Lo scrivente, avvocato Giuseppe Mazzeo, nella sua qualità di delegato della Sezione LIPU Litorale Jonico-Leccese, aderendo alle osservazioni proposte da altri esponenti del mondo ambientalista e della società civile, intende fare alcune precisazioni in merito allo sconsiderato e, con altissima probabilità, illegittimo taglio del pioppo nero (populus nigra) presente nel giardino della scuola di via Bellini in Nardò:
1. la motosega non aveva giustificazioni per entrare in funzione.
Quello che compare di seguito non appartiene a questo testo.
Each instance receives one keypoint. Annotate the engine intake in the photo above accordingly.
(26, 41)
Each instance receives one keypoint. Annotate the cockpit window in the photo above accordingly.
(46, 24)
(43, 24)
L’affermazione non è gratuita ma si fonda sulla circostanza che né l’amministrazione comunale e, neppure, il progettista hanno esibito una perizia firmata da un agronomo (o agrotecnico) che attesti la “instabilità” e la “pericolosità” dell’esemplare sottoposto a taglio. Dunque, al momento, ci sono, solamente, illazioni. Peraltro, anche la previsione di presunti danni futuri “su muri e pavimenti” non giustifica il taglio degli alberi, presenti in quel giardino da oltre ottant’anni, stante il fatto che il progetto di riqualificazione avrebbe dovuto tenere nella dovuta considerazione la preesistenza, in loco, di altri esseri viventi, utilissimi, per svariati ed arcinoti motivi, alla Vita sul pianeta Terra.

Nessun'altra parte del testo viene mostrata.